Note: If you are a TL/DR type of person, let me give you the short answer to the title of the post: Yes! 🙂
For everyone else, I will try my hardest to keep this as short as possible. I will include as many pictures and CLI screens as I think are needed to help answer the scalability question, and no more. While I entertained the idea of making two separate posts regarding scalability, I felt it best to keep it to a single post since AP(Access Point) to AP communication and layer 3 roaming are best explained together. My wife and friends will tell you that I can be long-winded. I apologize in advance.
Let me just start by saying that I work for Aerohive Networks.
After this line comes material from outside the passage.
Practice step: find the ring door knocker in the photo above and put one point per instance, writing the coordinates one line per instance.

I have been an employee of Aerohive for about 3 months. In that time, I have learned a tremendous amount about the overall Aerohive solution and architecture. Prior to working for Aerohive, I worked for a reseller that sold for Cisco(to include Meraki), Aruba, and Aerohive. I wasn’t unaware of Aerohive, but let’s be honest for a minute. Aerohive doesn’t have a lot of information out there around how their various protocols work. This isn’t unique to Aerohive, as plenty of vendors withhold deep technical information. It isn’t necessarily done on purpose. It just takes a lot of time and effort to get that information out there in a digestible format for customers and partners. The smaller the company, the harder that is to do. Lastly, there are plenty of people within IT that don’t really care how it works, just as long as it works.
My goal with this post is simple. I will attempt to expound on Aerohive’s scalability. This topic comes up in pre-sales discussions from time to time. I have not been an Aerohive employee long enough to have it come up more than a handful of times. I can tell you that in my former position at a reseller for multiple wireless vendors(Aerohive, Aruba, Cisco, Meraki), this topic DID come up with customers and internally among the folks within the reseller that I worked for. I suspect that in the months and years to come with me working in a pre-sales capacity at Aerohive, it will come up even more.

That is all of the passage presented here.